This is just lovely, isn’t it?
That’s their description of Corbynomics (although, only after they praise its motives). To reach their conclusions they say:
The £120 billion in missing tax revenues—which is about four times the government’s own estimate—comes from a report by Tax Research, a pressure group. Even if the figure is to be believed—which requires a leap of faith, since the report does not explain its calculations fully—Mr Corbyn’s proposed remedies are wanting. Britain already has one of the smallest shadow economies in the rich world; stopping cash-in-hand payments entirely is impossible (and even if it were not, the extra tax burden would crush some of the economic activity that generates this untaxed income). The Corbyn manifesto vaguely pledges “a proper anti-avoidance rule”.
I think they should read my report on this issue, which explains where every figure comes from, and a wide range of solutions. To be blunt, The Economist made its claims up. And that’s the kindest thing I can say about their claims.
So the Economist echoes (not because I said it, but just because it’s so damn obvious) something I’ve been saying for years.

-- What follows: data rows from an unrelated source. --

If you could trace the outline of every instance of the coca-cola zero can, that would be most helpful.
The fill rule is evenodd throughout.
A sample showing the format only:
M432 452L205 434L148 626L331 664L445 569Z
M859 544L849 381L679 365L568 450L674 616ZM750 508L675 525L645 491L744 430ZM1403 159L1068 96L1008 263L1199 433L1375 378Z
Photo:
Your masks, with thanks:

There always will be both a grey and black economy. And all one can do is reduce the size of it, not eliminate it. And Britain has done more than just about anyone else to do so: there’s not much more that can be done.
And, as I’ve also said, Ritchie is entirely ignoring the most basic thing we know about tax: taxing something means that we get less of it. And that applies in spades to that grey market activity. In very large part people are only partaking in the grey market simply because the tax wedge, if applied, would mean that no one would undertake that activity. The moment you start applying the full VAT whack plus income tax and double NI to window cleaning people stop doing it (purely as an example).
There just ain’t that £80 billion there to be captured, even if he is right about the size of the grey and black economies.
And do note how he entirely ignores the point that they actually make. Such a surprise, eh?